This branching of LanguageTool (based off of SNAPSHOT 4.3) aims to remove a number of the assumptions that curently underpin LanguageTool.
Some of these assumptions are:
-
All data for configuring/executing rules will be found on the classpath.
-
All languages that will be used for the lifetime of the JVM instance will be available (on the classpath).
-
That rules configure themselves from classpath available information.
-
That rules are designed to be executed as a group via JLanguageTool.
-
We are operating in a fixed environment (such as a server).
What changes does this project make to remove these assumptions?
A LanguageProvider and a default classpath implementation DefaultResourceLanguageProvider.
DefaultResourceLanguageProvider.loadLanguages(URL) can be used to load a language or set of languages from a non-classpath source.
Languages.setLanguageProvider(LanguageProvider) can be used to set the language provider to use for loading languages. Just as with standard LanguageTool classpath detection of languages is still present and DefaultResourceLanguageProvider.loadLanguages(URL) will use the same mechanism to find and load languages.

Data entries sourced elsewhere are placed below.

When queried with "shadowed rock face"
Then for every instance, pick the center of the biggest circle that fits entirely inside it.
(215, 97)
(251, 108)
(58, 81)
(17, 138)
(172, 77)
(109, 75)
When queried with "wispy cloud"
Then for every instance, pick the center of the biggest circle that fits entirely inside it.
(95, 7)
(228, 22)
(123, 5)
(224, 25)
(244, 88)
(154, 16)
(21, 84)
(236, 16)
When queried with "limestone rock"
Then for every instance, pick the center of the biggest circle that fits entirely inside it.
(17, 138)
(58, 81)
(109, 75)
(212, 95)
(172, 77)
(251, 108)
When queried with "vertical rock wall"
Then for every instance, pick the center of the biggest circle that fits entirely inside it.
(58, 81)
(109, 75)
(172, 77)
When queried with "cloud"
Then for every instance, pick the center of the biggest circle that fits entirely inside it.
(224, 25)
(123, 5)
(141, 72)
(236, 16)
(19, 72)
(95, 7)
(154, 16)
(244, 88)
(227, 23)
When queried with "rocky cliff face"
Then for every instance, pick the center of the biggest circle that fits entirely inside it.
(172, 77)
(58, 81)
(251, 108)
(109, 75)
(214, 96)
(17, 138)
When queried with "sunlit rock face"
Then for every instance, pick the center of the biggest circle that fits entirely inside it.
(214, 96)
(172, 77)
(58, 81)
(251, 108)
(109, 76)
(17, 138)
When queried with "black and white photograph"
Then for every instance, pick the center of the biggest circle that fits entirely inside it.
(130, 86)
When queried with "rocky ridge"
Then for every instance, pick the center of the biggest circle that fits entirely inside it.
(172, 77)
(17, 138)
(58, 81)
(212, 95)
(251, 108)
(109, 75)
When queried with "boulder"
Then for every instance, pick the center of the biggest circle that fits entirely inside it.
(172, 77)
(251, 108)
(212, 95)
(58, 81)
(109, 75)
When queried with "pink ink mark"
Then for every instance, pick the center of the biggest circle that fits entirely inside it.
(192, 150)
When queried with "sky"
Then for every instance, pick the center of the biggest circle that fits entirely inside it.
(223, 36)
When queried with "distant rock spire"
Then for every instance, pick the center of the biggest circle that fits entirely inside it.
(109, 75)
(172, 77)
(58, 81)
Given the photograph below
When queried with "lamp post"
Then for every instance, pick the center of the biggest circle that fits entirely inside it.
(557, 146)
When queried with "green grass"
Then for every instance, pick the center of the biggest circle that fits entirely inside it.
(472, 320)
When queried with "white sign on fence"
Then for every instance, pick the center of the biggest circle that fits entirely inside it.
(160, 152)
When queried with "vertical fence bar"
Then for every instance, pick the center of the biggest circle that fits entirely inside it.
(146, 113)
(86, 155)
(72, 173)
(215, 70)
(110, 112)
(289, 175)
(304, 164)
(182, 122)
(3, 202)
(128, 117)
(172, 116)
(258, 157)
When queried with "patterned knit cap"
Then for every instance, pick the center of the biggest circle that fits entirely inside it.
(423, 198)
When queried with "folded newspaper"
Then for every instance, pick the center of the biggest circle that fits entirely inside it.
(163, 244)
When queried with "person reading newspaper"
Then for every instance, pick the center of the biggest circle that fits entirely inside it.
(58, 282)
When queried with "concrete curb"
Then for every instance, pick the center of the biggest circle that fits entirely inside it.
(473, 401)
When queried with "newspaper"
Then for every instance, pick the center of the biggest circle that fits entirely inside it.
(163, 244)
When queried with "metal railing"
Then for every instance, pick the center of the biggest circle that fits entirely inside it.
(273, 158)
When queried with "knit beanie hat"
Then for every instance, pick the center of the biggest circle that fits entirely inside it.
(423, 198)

The resources a rule needs for configuration has been decoupled from the classes used to represent the rule.
The LanguageTool concept of a ResourceDataBroker has been extended to allow the user to provide a ResourceDataBroker that will be used by the language to configure the rules it supports. If no ResourceDataBroker is provided by the user then the language will create its own default broker that can be used. These default brokers expect information to be available and loaded from the classpath (the same as the current LanguageTool).
For example the following code will load resources from the classpath:
BritishEnglish en = new BritishEnglish();
JLanguageTool lt = new JLanguageTool(en);
List<Rule> rules = en.getRelevantRules();
In this case a DefaultEnglishResourceDataBroker will be created by the English class. The default English broker implements interface EnglishResourceDataBroker which defines what information is needed by English to construct the rules English (and it's variants) supports.
However it is possible to override this behavior, for example:
BritishEnglish en = new BritishEnglish();
en.setDataBroker(new MyEnglishDataBroker());
in this case requests for data will be sent to MyEnglishDataBroker.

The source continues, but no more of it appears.